So in order to zoom out — and preferably as far away as possible from that Sixers loss — what can reasonably be labeled as the goals for this 2017 Hornets squad?
As far as I can tell, there are, or at least should be, two real goals:
- Internal Asset Development
A fancy and dehumanizing way of basically saying: the people we can use either through the quality of their on court play, or through the value that this play portrays to the rest of the league.
This goal is generally true for all teams in any sport ever. No one wants their players to halt or digress in development. Even the aforementioned tank-erific Sixers wanted their guys to improve. However it’s even more important for small/mid-market franchises with a young-ish core. And you know what? Thus far, this has been a bright spot for this Hornets team with Kemba Walker and Cody Zeller have been the biggest pleasant surprises. Most of the attention in the offseason was given to both Michael Kidd-Gilchrist and Frank Kaminsky, with very little paid to players who were — or at least assumed to be — more known quantities.
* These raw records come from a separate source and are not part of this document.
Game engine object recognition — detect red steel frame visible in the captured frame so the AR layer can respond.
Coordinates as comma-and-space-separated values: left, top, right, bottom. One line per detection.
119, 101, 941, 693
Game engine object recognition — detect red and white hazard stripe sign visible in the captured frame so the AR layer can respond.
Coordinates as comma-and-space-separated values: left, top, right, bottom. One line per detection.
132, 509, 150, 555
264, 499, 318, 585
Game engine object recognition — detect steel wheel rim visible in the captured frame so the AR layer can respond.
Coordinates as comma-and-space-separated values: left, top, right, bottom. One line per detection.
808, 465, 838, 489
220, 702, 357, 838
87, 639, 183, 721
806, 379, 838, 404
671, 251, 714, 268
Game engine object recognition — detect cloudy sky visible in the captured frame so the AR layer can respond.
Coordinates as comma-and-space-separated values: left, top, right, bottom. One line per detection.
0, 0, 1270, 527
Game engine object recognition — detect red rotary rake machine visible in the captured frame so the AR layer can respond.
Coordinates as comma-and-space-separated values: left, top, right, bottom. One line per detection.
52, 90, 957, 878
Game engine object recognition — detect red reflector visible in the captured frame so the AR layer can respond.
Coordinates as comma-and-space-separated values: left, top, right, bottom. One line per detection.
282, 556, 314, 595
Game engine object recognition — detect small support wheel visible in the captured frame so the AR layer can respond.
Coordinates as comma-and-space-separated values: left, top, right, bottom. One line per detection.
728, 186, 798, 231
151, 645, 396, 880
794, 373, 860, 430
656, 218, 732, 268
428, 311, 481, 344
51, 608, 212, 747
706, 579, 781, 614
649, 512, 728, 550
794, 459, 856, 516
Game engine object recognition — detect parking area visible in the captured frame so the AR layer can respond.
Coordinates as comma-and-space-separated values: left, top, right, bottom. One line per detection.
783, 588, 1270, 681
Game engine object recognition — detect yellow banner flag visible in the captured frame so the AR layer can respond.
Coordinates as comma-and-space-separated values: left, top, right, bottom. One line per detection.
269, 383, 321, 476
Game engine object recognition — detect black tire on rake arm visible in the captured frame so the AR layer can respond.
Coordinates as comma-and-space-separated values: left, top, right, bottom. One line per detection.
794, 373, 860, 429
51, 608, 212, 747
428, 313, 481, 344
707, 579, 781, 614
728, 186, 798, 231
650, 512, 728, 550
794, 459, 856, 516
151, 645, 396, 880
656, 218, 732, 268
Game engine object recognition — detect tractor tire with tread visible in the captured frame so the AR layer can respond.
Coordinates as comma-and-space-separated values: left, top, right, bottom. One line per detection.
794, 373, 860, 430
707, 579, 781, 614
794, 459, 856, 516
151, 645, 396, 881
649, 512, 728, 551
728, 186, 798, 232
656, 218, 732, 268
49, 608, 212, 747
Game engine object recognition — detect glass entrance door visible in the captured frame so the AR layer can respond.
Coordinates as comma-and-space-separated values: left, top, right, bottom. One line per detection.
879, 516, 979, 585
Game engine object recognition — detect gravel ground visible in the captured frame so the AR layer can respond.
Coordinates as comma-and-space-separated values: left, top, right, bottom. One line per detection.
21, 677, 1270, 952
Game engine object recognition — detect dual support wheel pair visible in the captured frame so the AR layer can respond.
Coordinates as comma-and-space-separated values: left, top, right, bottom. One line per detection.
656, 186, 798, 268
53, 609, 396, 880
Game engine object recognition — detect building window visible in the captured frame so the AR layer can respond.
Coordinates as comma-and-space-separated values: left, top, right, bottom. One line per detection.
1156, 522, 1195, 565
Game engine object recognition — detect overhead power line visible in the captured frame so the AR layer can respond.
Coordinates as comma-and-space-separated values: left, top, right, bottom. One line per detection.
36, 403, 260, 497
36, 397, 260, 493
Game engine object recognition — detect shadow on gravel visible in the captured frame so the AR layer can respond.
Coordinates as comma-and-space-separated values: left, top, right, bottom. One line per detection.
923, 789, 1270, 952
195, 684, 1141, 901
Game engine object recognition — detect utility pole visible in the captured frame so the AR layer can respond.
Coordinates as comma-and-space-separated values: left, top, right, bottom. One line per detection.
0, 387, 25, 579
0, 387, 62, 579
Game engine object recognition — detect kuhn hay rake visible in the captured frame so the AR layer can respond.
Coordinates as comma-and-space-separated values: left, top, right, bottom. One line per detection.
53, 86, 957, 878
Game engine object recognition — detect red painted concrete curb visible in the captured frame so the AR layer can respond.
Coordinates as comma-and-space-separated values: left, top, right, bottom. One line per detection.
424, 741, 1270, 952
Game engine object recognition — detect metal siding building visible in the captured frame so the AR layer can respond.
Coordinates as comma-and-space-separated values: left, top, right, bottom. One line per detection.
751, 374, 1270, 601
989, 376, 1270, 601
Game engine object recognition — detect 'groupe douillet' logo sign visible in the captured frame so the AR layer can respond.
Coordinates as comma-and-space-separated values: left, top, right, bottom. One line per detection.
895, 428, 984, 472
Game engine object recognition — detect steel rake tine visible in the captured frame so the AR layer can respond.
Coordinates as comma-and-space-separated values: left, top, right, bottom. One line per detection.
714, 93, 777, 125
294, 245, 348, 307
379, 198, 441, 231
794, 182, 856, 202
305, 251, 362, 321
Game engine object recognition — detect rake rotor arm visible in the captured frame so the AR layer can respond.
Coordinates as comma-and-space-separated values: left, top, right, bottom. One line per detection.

Even in spite of MKG and Tank’s underwhelming jumps this season, Kemba and Cody meet this goal themselves. As far as the rest of the team is concerned (older players, and those that the Hornets have very little invested in monetarily speaking) seemingly everyone is playing at or above the level they did the previous year. This appears to be attributable to Steve Clifford, who, unless your last name rhymes with Shmeevenson, has been somewhat of a revelation when it comes to maxing out talent.
2. Standings Improvement
Inherently tied to the first — but still an important ends-centric and bottom-line goal — it’s difficult not to judge a season, particularly from a “win-now” team like the Hornets, through the clear-cut lens of wins and losses.
Up until just recently the Hornets sat comfortably among the Easts top pretenders (let’s face it, the Cavs are the only contenders here). Now they sit eighth. But considering the entire Eastern conference at the moment is separated by about a half game, this by no means is a doom or gloom scenario for Charlotte. In fact, much of the season the Hornets have been in the top half of the potential playoff standings — which would be a significant improvement given the team’s sixth place regular season finish last year. Having started strong, then dipped, then picked it up, then dipped again, the team is prime to start putting some wins together, not to mention the fact that the Hornets have generally been slow starters under Clifford. While not as clear as the first goal, mainly due to the season still being in full swing, we can reasonably say that a top 4 finish in the east would be a legitimate win for the Hornets this season. That, or potentially a lower seeding matched with a playoff series win. Anything less should be considered stagnation.
So while it’s easy to get panicked about the current state of Charlotte basketball, give yourself the gift of zooming out and setting realistic expectations. This is not the year the Hornets will win the championship. It should be the year where they get homecourt and Kemba comes within inches of an All-Star nod.
And in these areas, the team is well on their way.